Local Government Can Now Request Railroad Bridge Safety Data

The Federal Railroad Administration (FRA) last month launched a new web request page for train bridge safety inquiries. Now state and local officials can request information about the safety of railroad bridges in their communities.


Once the request has been filed with the FRA, the railroad has 30 days to provide a safety report.

According to FRA Administrator Sarah Feinberg, the FRA has urged railroads in the past to be more transparent and responsive to state and local leaders that are concerned about the condition of railroad bridges in their communities. She noted that providing these safety reports on local bridges is an excellent first step but more needs to be done.

The FRA also has requested more funding to double its bridge specialist staff and to create a rail bridge inventory throughout the US.

The Fixing America’s Surface Transportation Act signed by President Obama last year mandates that railroads provide safety information about railroad bridges to state and local officials on a regular basis.

Our railroad accident attorneys in Virginia and North Carolina are familiar with how railroads will cut corners on safety to increase profit margins. Sometimes they will do this by leasing part of their railroad line to a short line railroad. This means they no longer have to spend money on maintaining that section of track. So, the railroad can save maintenance costs and blame the small railroad company for any accidents that occur.

Or, the railroad will fail to properly inspect and maintain railroad bridges to save money. That is why we support the FRA’s recent action to make it easier to obtain safety reports about railroad bridges.

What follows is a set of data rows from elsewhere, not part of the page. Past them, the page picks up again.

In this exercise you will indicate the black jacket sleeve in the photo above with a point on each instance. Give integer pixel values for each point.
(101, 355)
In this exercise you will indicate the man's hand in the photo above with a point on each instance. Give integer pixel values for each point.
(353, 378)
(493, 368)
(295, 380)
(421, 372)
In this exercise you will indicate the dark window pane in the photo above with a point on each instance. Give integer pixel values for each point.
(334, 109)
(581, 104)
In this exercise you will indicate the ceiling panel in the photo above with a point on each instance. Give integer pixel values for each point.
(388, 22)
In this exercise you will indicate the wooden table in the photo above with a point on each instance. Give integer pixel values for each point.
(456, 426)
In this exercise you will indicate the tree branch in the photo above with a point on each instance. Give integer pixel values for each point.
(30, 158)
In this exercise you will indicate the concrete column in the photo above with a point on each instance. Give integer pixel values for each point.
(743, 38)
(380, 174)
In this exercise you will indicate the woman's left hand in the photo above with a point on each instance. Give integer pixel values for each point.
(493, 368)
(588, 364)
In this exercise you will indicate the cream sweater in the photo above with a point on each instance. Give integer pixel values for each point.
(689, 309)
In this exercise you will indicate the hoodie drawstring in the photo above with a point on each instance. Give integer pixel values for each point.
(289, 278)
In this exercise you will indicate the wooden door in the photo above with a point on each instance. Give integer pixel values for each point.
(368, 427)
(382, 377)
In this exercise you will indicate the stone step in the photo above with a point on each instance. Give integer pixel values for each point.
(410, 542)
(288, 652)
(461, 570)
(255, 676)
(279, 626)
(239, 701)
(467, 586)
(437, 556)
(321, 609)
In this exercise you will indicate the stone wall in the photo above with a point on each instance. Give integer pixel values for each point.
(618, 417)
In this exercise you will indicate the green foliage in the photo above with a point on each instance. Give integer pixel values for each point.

There are times when railroads will neglect public and worker safety and it leads to serious accidents We once handled a case where a railroad bridge worker had his lower leg crushed by 1600 pound bridge timber. The railroad eventually accepted that it was at fault, but it would not offer a settlement higher than $400,000 during mediation. So, our Virginia railroad accident lawyers went to trial and eventually the young man won a verdict of $1.5 million.